We could define a “Suggester” interface that implementations that want to provide suggestions would have to implement. These implementations would be registered as OSGi services. There could be a different service for each autocompletion type (e.g. one for catalog search suggestions and one for gazetteer suggestions). Each service would have a named string property that serves as a key for fetching the suggester service you want (e.g. “search” for the catalog search suggester and “gazetteer” for the gazetteer suggester).

Since a suggestion service would be used primarily by the UI, it would make sense to implement it RESTfully. When you hit the /suggest REST endpoint, you’d pass the string for which you want completion suggestions, the number of suggestions you want, and the specific suggestion service you want to use (which would be the key described above). The endpoint would simply return a JSON list of the top suggested words and phrases.

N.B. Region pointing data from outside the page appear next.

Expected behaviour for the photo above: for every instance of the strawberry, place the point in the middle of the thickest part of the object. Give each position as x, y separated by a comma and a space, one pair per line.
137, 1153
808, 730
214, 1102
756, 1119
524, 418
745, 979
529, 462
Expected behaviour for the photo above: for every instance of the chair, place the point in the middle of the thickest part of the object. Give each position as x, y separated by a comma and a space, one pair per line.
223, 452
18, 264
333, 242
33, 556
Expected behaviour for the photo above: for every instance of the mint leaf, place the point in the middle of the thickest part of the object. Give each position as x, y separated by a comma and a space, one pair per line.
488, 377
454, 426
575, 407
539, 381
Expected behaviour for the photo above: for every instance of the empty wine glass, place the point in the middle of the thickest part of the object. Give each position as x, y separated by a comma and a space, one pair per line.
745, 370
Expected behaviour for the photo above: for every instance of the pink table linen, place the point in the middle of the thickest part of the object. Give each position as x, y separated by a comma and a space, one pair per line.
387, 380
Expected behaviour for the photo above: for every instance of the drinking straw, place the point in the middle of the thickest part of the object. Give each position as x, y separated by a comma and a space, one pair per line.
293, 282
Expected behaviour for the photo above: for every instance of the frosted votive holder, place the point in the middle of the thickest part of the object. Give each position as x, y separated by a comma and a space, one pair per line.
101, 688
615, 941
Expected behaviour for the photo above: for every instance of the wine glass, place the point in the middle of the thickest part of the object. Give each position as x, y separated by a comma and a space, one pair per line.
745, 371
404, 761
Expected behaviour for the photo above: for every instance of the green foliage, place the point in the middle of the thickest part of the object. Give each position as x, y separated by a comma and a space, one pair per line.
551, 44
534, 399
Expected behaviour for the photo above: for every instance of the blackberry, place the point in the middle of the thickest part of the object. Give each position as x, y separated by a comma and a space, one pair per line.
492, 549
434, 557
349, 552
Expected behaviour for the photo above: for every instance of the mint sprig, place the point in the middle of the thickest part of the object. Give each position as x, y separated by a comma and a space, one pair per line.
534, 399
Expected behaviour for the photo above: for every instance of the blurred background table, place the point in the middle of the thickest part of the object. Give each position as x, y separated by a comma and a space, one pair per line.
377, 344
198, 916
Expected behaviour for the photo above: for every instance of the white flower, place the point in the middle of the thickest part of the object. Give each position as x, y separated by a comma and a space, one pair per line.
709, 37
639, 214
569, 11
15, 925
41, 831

For search field suggestions, a Solr implementation (via SolrJ) would probably be the best option because persistence is already taken care of and we’d have the most options for determining how suggestions are curated.

Collecting the Words and Phrases to Suggest

A PreQueryPlugin seems like a logical place to record incoming queries in the suggestion collection, but it would not work if suggestions are to be made based on queries submitted via the Search UI input fields. Just because the PreQueryPlugin is run does not mean the user actually submitted a query from the Search UI.

To record the user’s query string, we would probably have to have an endpoint that takes a query string and the suggestion service names you want and adds the query to the services' suggestion collections. For this to work, the “Suggester” interface would have to have methods for inserting phrases into the suggestion collection.

Factoring in Frequency

If we want to factor in each input field value’s use frequency into our suggestions, we can probably do so with Solr or Lucene by calculating a weight for each entry based on how frequently it is used and using one of the lookup implementations that takes weight into account. Otherwise, we can provide suggestions based solely on how well the possible suggestion matches the user’s input string.


For search query input values, if we’re okay with having suggestions based only on the user’s previous searches and not those of all users querying that particular DDF instance, then we would recommend storing the user’s queries in the browser via localStorage. The stored queries can easily be used to power a <datalist> for the browser’s autocomplete functionality, or to act as a backing data source for JQuery UI’s autocomplete or another JavaScript autocomplete widget. This solution has the advantage of requiring only client-side code changes (and small ones at that). Additionally, it allows the suggestion data to persist between DDF restarts.

If curating search suggestions based on the searches of all users querying a particular DDF instance is necessary, then we recommend the server-side solution described above. This solution is fairly extensible, as adding a new autocompletion service would only require implementing another “Suggester”, registering it as an OSGi service, and determining how to collect your suggestion data.